Plants neither move nor speak. Thorns serve them well. They are a defense system meant to ward off predators. Do I have thorns? Do I have predators? I love peace, but I honestly admit I spend much of my time searching for it. My opinions and choices do not always line up with others, thus sometimes causing irritation.

The Psalmist’s plea for God’s unfailing love is my plea also, for my thorns I fear have been aggressive, and I sense I have turned my anger on those sharp points and tried to match them far too often, and I am the one who so often bleeds.

I read of a thorn that the Apostle Paul was sent, a messenger of Satan. The word buffet, as used in the King James version, means to beat in contention; a blow with the fist. When he prayed for God to remove it the answer was “My grace is sufficient for thee, for power is perfected in weakness”. We are not told what the thorn was, perhaps a person, maybe something physical or emotional, but whatever it was, God said no. If you read further he goes on to say he boasts about his weaknesses.

When was the last time I boasted about my weaknesses? Rather than boasting I am more likely to curse. I notice there seems to be a distinction between thorns and weaknesses. Paul had weaknesses in his body, maybe from aging, or maybe from birth. The thorn he was given was from Satan. Whatever he had wasn't being removed.

I praise you because I am fearfully and wonderfully made; your works are wonderful, I know that full well”. Psa 139:14. 

How should I respond to what God allows? I am to be focused on Christ and who I am in His eyes. I may have thorns, but I am a beautiful creation. The purpose of the thorn is to keep my attention and reliance on my creator. Instead of using them as swords for battle, rather I should use S-words, God's word, which is sharper than any two-edged sword,. Heb 4:12. It is one that can both cut and heal. It is a discerner of the intents of the heart. It is both sharp words and soft words…S-words.

In today's world we are fighting for our rights...racial, religious, moral, cultural, gender, children and elderly. Our resistance to peace only sharpens our thorns and turns them to swords. Everyone is left bleeding.

We are all seeking peace. We get further away with every conversation. “Christ said “Think not that I am come to bring peace; I came not to send peace, but a sword”. Mat 10:34. That tells me that the fight is important, but there is a way to fight. I don’t take my own sword in hand, but I let His sword bring about victory while I stand in truth of who I am.
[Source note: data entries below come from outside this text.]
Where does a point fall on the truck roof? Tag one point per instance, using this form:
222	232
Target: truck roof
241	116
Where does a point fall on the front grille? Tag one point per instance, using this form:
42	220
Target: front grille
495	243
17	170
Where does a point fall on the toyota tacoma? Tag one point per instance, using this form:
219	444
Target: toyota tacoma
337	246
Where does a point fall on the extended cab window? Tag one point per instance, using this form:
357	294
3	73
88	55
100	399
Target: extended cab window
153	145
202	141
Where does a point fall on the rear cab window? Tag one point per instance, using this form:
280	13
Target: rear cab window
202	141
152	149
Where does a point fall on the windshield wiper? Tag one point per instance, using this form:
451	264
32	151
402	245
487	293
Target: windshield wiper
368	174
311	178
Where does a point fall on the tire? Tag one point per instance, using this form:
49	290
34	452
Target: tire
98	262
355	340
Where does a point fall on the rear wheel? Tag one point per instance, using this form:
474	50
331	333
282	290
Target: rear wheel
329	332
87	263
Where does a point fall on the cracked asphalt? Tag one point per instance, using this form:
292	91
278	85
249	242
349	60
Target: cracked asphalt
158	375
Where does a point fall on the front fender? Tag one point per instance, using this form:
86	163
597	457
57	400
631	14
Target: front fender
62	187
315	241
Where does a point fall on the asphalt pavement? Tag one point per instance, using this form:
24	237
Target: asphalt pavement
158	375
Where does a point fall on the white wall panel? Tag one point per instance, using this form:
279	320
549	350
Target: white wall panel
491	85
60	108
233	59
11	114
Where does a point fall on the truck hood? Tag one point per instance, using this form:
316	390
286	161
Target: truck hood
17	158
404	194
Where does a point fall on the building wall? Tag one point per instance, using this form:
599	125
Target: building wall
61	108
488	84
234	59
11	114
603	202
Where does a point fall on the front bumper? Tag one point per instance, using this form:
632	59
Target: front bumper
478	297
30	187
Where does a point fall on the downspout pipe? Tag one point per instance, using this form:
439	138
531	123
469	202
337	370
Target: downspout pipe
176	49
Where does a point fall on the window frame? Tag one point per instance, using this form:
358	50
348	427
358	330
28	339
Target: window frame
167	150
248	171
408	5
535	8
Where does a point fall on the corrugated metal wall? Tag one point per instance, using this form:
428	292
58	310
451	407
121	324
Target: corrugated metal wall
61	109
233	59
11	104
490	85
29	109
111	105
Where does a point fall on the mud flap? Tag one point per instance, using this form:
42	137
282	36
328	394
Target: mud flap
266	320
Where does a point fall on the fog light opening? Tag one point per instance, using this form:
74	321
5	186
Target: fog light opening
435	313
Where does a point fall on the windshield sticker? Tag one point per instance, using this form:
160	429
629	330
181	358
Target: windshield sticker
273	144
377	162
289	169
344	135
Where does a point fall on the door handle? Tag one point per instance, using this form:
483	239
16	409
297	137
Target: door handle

I don't stand blind to my adversary and I don’t taunt in retaliation. I don't spend my time looking at the thorns on the roses. I know enough not to touch them and when I do then I am fiercely aware of the pain they can cause. My attention is drawn to the beauty of the flower.

My beauty and worth as a whole being, fashioned by the creator as one who can find glory and grace, is where my focus needs to be. God deals with me in gentleness, yet His gentleness may look different than what I expect. He knows what He allows me are opportunities to be strengthened. I have a free will and can move away or draw near, unlike the rose.

Scripture tells us Paul had been shipwrecked, beaten, thrown in prison, and now was being misunderstood in the church he built. Because he allowed his weaknesses to humble rather than humiliate, he was able to find a supernatural strength. “We are afflicted in every way, but not crushed; perplexed, but not despairing; persecuted, but not forsaken; struck down, but not destroyed; always carrying about in the body the dying of Jesus, so that the life of Jesus also may be manifested in our body”. 2 Cor. 4:8-10.

They put a crown of thorns on Jesus’s head. The weakness of a man displayed on the Son of God was just another way of Him relying on the grace of His Father. Surely He took our sins and weaknesses, but He looked and saw beyond them and glorified God.

 Three days after I received my roses, the petals fell. We live a short time and fade as the grass, James 1:9-11. Oh, may I not look down on the thorn that I have been given, but always bring praise to God in spite of it and gather strength from it.